Este tipo de predicciones no son nuevas en el sector tecnológico, pero cuando proceden de una de las figuras más influyentes en investigación de IA, adquieren un peso especial. La cuestión clave es entender qué significa realmente “capacidad humana” y qué implicaciones tendría para la sociedad, la economía y la regulación.
En este contexto, “capacidad humana” no implica conciencia, intencionalidad o emociones. Se refiere a habilidades cognitivas prácticas que hoy la IA aún no domina plenamente, como resolver problemas nuevos sin entrenamiento previo, adaptarse a situaciones cambiantes, planificar a medio y largo plazo o transferir conocimientos de un contexto a otro.
Los modelos actuales son extraordinariamente competentes generando texto, imágenes o código, pero siguen mostrando limitaciones: cometen errores lógicos en tareas complejas, pierden coherencia en procesos largos y no aprenden de forma continua, como lo hace una persona. Por eso, aunque el progreso es rápido, el salto hacia una inteligencia verdaderamente general sigue siendo un desafío técnico profundo.
Las predicciones sobre el futuro de la IA varían enormemente.

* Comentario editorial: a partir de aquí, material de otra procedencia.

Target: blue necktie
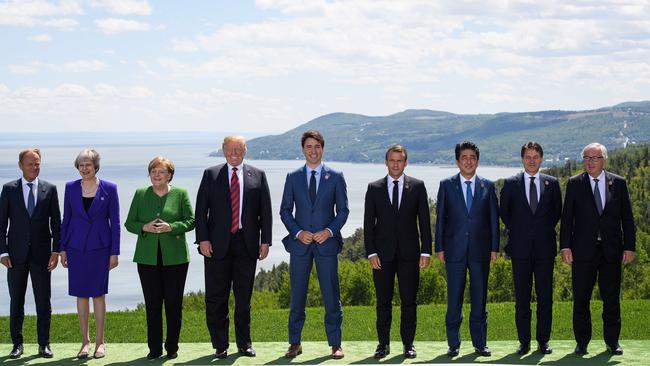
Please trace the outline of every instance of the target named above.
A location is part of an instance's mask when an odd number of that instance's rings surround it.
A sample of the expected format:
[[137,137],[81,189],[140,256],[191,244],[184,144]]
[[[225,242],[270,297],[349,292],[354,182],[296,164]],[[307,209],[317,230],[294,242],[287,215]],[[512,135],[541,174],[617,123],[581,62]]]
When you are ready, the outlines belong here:
[[316,171],[311,171],[311,178],[309,178],[309,198],[311,203],[316,202]]
[[29,217],[32,217],[34,213],[34,207],[36,207],[36,201],[34,201],[34,183],[27,183],[29,186],[29,196],[27,197],[27,213]]
[[472,197],[472,182],[471,181],[466,181],[465,184],[467,184],[467,193],[465,194],[467,197],[465,199],[465,205],[467,206],[467,212],[472,209],[472,200],[474,197]]

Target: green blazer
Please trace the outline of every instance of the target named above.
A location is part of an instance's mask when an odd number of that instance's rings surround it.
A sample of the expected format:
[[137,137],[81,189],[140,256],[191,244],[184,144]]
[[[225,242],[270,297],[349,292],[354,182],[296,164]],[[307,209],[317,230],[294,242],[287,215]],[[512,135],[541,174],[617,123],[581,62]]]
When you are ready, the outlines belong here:
[[[146,223],[157,217],[169,223],[172,231],[161,234],[142,231]],[[164,266],[190,261],[185,233],[194,229],[194,210],[185,189],[172,186],[162,197],[154,193],[151,186],[138,189],[133,196],[124,226],[129,232],[138,235],[134,262],[156,265],[158,242]]]

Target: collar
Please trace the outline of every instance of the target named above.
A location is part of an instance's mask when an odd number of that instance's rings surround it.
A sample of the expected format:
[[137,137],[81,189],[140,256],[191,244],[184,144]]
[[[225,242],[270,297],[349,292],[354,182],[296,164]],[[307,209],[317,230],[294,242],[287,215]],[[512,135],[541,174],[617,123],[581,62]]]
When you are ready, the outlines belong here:
[[28,182],[27,179],[25,179],[25,177],[21,177],[20,181],[21,181],[23,187],[26,187],[27,183],[34,183],[34,187],[38,188],[38,177],[36,177],[36,179],[34,179],[31,182]]

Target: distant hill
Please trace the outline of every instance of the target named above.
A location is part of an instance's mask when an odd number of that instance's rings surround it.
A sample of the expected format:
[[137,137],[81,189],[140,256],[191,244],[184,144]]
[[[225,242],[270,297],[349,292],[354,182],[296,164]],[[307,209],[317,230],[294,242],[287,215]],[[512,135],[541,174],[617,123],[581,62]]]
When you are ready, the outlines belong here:
[[380,117],[331,113],[281,135],[250,140],[247,158],[303,159],[300,136],[308,129],[325,136],[329,161],[383,162],[386,148],[400,143],[412,163],[451,164],[455,144],[467,139],[479,145],[482,164],[520,164],[519,149],[528,140],[540,142],[544,157],[557,162],[576,158],[594,141],[611,149],[650,141],[650,101],[587,111],[469,115],[409,109]]

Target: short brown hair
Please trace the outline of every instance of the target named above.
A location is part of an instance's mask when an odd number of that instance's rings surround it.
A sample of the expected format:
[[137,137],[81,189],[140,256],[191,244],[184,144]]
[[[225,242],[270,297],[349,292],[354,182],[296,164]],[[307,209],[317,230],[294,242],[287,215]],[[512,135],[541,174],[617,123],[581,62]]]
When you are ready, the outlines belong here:
[[174,179],[174,163],[172,163],[171,160],[167,159],[164,156],[156,156],[149,162],[149,167],[147,168],[149,174],[151,174],[151,171],[154,168],[157,168],[159,166],[167,169],[167,172],[169,172],[169,181],[171,182],[172,179]]
[[316,130],[309,130],[305,133],[302,134],[302,138],[300,139],[300,145],[302,147],[305,147],[305,141],[308,138],[312,138],[320,143],[321,147],[325,147],[325,138],[323,137],[323,134],[321,134],[319,131]]
[[524,157],[524,154],[526,153],[526,150],[532,149],[535,150],[539,153],[540,157],[544,157],[544,149],[542,149],[542,145],[535,141],[528,141],[521,147],[521,157]]
[[18,153],[18,162],[22,162],[25,155],[27,155],[30,152],[33,152],[34,154],[38,155],[39,159],[41,158],[41,150],[39,150],[39,149],[25,149],[25,150],[21,151],[20,153]]
[[401,152],[404,154],[404,161],[407,161],[409,158],[408,152],[406,151],[406,148],[400,144],[395,144],[391,145],[388,147],[388,150],[386,150],[386,161],[388,161],[388,154],[392,152]]

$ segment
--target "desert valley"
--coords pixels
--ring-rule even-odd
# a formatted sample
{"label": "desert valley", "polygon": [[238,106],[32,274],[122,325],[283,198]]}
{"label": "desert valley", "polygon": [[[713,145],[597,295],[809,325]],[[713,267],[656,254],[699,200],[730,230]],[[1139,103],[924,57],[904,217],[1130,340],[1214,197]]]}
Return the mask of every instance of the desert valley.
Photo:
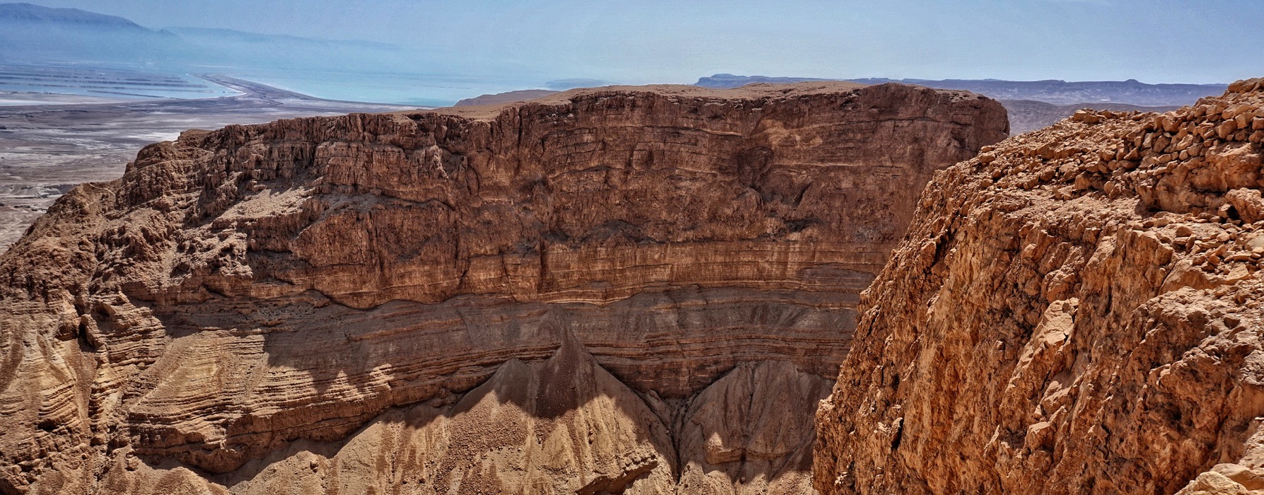
{"label": "desert valley", "polygon": [[0,494],[1264,494],[1264,78],[221,28],[0,4]]}

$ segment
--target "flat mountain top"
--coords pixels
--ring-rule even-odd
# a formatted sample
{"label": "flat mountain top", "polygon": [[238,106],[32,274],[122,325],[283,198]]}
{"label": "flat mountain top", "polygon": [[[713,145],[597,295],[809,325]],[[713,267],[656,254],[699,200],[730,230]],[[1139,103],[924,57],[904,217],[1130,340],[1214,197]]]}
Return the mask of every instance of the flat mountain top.
{"label": "flat mountain top", "polygon": [[[714,75],[702,77],[695,86],[703,87],[741,87],[760,82],[803,82],[824,81],[805,77],[767,77]],[[1127,81],[1002,81],[1002,80],[890,80],[860,78],[847,80],[863,85],[899,82],[940,90],[964,90],[987,95],[997,100],[1034,100],[1054,105],[1078,104],[1125,104],[1140,106],[1181,106],[1192,105],[1205,96],[1225,92],[1227,85],[1150,85],[1136,80]]]}

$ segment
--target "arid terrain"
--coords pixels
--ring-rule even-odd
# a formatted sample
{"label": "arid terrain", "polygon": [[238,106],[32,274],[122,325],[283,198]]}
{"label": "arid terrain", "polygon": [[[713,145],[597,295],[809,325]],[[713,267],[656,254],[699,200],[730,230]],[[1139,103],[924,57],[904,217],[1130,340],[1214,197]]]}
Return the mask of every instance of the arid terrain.
{"label": "arid terrain", "polygon": [[958,91],[574,90],[187,131],[0,256],[5,492],[810,490]]}
{"label": "arid terrain", "polygon": [[1264,489],[1264,80],[927,187],[818,413],[822,494]]}
{"label": "arid terrain", "polygon": [[0,251],[16,241],[30,222],[70,188],[118,178],[140,148],[176,139],[181,131],[402,109],[319,100],[249,81],[207,77],[241,95],[105,102],[90,96],[9,95],[10,98],[51,101],[47,105],[0,106]]}

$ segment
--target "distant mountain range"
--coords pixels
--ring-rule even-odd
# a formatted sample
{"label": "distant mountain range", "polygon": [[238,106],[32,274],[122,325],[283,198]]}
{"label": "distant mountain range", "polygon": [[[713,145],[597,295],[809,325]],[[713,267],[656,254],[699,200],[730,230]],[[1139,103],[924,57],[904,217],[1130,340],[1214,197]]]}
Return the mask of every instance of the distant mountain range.
{"label": "distant mountain range", "polygon": [[[702,77],[695,83],[704,87],[739,87],[753,82],[803,82],[820,81],[809,77],[767,77],[714,75]],[[902,82],[943,90],[966,90],[987,95],[996,100],[1034,100],[1053,105],[1081,104],[1124,104],[1139,106],[1181,106],[1191,105],[1203,96],[1220,95],[1227,85],[1146,85],[1136,80],[1127,81],[1001,81],[1001,80],[887,80],[863,78],[847,80],[865,85],[884,82]]]}
{"label": "distant mountain range", "polygon": [[235,66],[279,69],[392,67],[398,47],[245,33],[231,29],[148,29],[128,19],[78,9],[0,4],[0,63],[107,62]]}

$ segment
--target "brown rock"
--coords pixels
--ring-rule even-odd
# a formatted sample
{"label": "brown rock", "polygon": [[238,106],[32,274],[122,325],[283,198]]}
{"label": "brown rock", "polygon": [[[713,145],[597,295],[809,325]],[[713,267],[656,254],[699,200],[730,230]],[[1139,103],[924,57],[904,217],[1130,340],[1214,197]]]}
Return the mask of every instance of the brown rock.
{"label": "brown rock", "polygon": [[[1256,87],[1167,117],[1258,111]],[[818,412],[822,494],[1255,490],[1264,226],[1232,210],[1256,215],[1259,149],[1226,136],[1160,164],[1138,150],[1150,120],[1064,121],[927,187]],[[1096,172],[1121,136],[1140,165]],[[1039,149],[1087,153],[1020,158]]]}
{"label": "brown rock", "polygon": [[[670,450],[685,410],[750,422],[724,443],[747,461],[710,465],[775,475],[723,486],[800,486],[810,408],[696,398],[763,361],[794,373],[753,376],[791,389],[736,390],[819,397],[910,192],[1006,131],[969,93],[803,83],[185,133],[66,194],[0,258],[0,491],[148,490],[191,480],[183,465],[191,492],[641,492],[698,458]],[[571,384],[586,402],[556,395],[566,383],[488,391],[514,359],[546,374],[570,336],[595,362],[584,376],[635,394],[604,378]],[[479,431],[495,422],[465,405],[532,433]]]}

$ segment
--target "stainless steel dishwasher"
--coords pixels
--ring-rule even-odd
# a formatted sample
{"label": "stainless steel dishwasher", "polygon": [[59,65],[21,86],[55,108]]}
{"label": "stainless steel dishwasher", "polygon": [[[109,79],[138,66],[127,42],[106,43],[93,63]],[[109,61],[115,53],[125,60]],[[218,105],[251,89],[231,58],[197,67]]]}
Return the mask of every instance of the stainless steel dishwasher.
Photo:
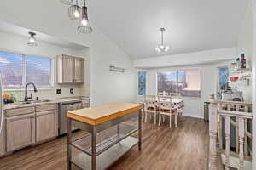
{"label": "stainless steel dishwasher", "polygon": [[[81,109],[82,101],[70,101],[59,104],[59,135],[67,133],[67,122],[66,113],[69,110]],[[75,130],[75,128],[73,128]]]}

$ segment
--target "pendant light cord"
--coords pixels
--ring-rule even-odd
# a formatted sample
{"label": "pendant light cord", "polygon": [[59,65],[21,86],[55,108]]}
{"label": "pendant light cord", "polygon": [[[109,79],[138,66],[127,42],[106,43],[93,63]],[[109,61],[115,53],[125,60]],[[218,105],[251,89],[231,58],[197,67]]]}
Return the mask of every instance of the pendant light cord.
{"label": "pendant light cord", "polygon": [[161,31],[162,32],[162,42],[161,42],[161,44],[164,45],[164,31]]}

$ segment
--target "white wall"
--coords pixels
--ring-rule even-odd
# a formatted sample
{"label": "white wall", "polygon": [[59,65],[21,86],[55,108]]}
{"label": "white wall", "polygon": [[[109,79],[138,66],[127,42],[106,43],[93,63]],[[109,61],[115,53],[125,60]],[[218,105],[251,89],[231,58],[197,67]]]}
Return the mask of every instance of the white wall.
{"label": "white wall", "polygon": [[220,60],[231,60],[236,56],[236,48],[234,47],[189,54],[134,60],[133,64],[137,68],[167,67],[212,63]]}
{"label": "white wall", "polygon": [[[78,33],[77,24],[68,19],[67,8],[60,1],[9,0],[1,3],[0,20],[89,47],[93,105],[111,101],[134,101],[136,76],[130,56],[105,37],[93,21],[93,33]],[[109,26],[114,29],[114,26]],[[124,67],[127,71],[110,72],[108,66],[111,64]]]}
{"label": "white wall", "polygon": [[[80,95],[80,85],[58,85],[56,83],[56,62],[55,62],[55,56],[58,54],[65,54],[75,56],[84,56],[86,55],[85,49],[83,51],[63,48],[61,46],[54,45],[52,43],[38,42],[38,47],[30,47],[27,43],[27,38],[6,33],[6,32],[0,32],[0,51],[6,51],[6,52],[13,52],[18,54],[33,54],[36,56],[44,56],[49,57],[53,59],[53,67],[54,67],[54,87],[48,89],[42,89],[38,90],[36,94],[33,94],[33,98],[39,97],[39,99],[55,99],[55,98],[61,98],[61,97],[68,97],[68,96],[78,96]],[[87,57],[88,58],[88,57]],[[86,57],[85,57],[86,60]],[[86,63],[86,62],[85,62]],[[87,65],[87,64],[86,64]],[[85,70],[87,67],[85,67]],[[89,83],[89,80],[86,80],[85,83]],[[61,88],[62,94],[56,94],[55,89]],[[69,89],[73,88],[74,93],[71,94],[69,93]],[[89,91],[90,88],[84,88],[83,91],[85,91],[84,94],[90,94]],[[15,90],[11,91],[15,93],[17,98],[17,100],[23,100],[24,99],[24,89],[21,90]]]}
{"label": "white wall", "polygon": [[185,107],[183,116],[203,118],[204,102],[208,101],[209,95],[216,92],[217,79],[218,79],[218,66],[226,65],[224,62],[217,62],[211,64],[195,65],[181,65],[158,69],[147,70],[147,94],[157,94],[157,71],[165,71],[172,70],[183,70],[183,69],[201,69],[201,98],[189,98],[183,97]]}
{"label": "white wall", "polygon": [[[253,11],[251,2],[248,3],[237,42],[237,57],[240,57],[242,53],[246,55],[247,67],[251,68],[253,54]],[[237,89],[242,91],[245,101],[252,102],[252,82],[250,82],[249,86],[238,85]]]}

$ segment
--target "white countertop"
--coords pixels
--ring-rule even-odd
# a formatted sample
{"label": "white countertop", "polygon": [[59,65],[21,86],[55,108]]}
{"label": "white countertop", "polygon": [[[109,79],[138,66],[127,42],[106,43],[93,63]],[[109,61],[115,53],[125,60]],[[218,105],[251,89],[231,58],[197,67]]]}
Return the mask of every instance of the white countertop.
{"label": "white countertop", "polygon": [[40,103],[31,103],[31,104],[19,104],[19,102],[17,102],[17,105],[15,105],[15,103],[11,105],[4,105],[3,109],[4,110],[16,109],[16,108],[22,108],[22,107],[30,107],[30,106],[49,105],[49,104],[58,104],[58,103],[71,102],[71,101],[84,100],[84,99],[90,99],[90,97],[74,96],[74,97],[56,98],[56,99],[47,99],[49,101],[40,102]]}

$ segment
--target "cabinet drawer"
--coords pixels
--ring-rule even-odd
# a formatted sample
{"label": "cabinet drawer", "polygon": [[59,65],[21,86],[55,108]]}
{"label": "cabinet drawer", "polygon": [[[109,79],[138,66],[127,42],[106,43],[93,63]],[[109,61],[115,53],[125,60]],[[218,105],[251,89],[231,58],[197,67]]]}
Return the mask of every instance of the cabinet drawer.
{"label": "cabinet drawer", "polygon": [[56,110],[58,108],[57,104],[49,104],[49,105],[42,105],[36,106],[36,111],[45,111],[50,110]]}
{"label": "cabinet drawer", "polygon": [[25,115],[25,114],[29,114],[29,113],[34,113],[34,112],[35,112],[34,106],[5,110],[7,117],[15,116],[19,116],[19,115]]}

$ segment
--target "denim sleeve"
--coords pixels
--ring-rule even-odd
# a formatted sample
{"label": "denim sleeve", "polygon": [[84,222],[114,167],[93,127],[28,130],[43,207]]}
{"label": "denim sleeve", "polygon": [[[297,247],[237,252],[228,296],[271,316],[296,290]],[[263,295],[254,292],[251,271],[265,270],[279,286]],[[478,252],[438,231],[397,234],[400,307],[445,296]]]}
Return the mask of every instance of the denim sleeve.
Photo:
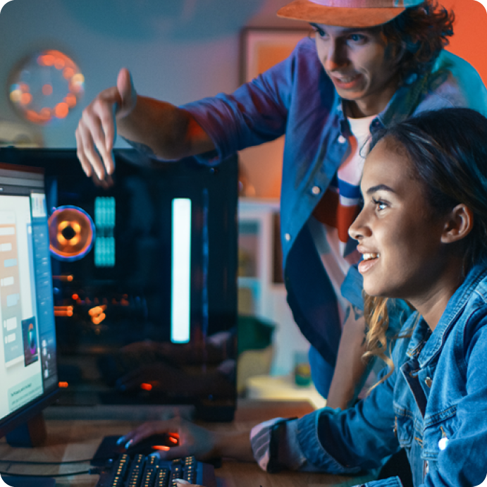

Algunos líderes tecnológicos creen que la IA superará a los humanos en muchas tareas profesionales en pocos años. Otros investigadores sostienen que aún estamos lejos de una inteligencia general auténtica, pero también existen voces que alertan sobre los riesgos de delegar decisiones críticas en sistemas automatizados. Lo único indiscutible es que la velocidad de mejora ha sido mucho mayor de lo que muchos anticipaban hace apenas cinco años. La incertidumbre no está en si la IA avanzará, sino en cómo de rápido y con qué efectos sociales.
La posibilidad de que la IA alcance capacidades humanas, o cercanas, obliga a anticipar riesgos y preparar respuestas sólidas:
La reflexión sobre la capacidad humana en IA no ocurre en el vacío. España se mueve en un ecosistema regulatorio y científico más amplio.
El AI Act, el Reglamento Europeo de Inteligencia Artificial, establece que la IA debe ser segura, transparente y centrada en las personas. Es la primera regulación integral del mundo y fija obligaciones según el nivel de riesgo.
La Agencia Española de Supervisión de la IA (AESIA) complementa este marco europeo con una gobernanza nacional que prioriza derechos, transparencia y control humano.
Organismos internacionales como la ONU insisten en que la IA debe desarrollarse desde un enfoque de derechos humanos, especialmente cuando afecta a relaciones humanas, toma de decisiones o servicios públicos.
En este contexto, el impulso español a la investigación preventiva y a la gobernanza responsable posiciona al país no solo como usuario de tecnología, sino como actor activo en la construcción de una IA ética y segura.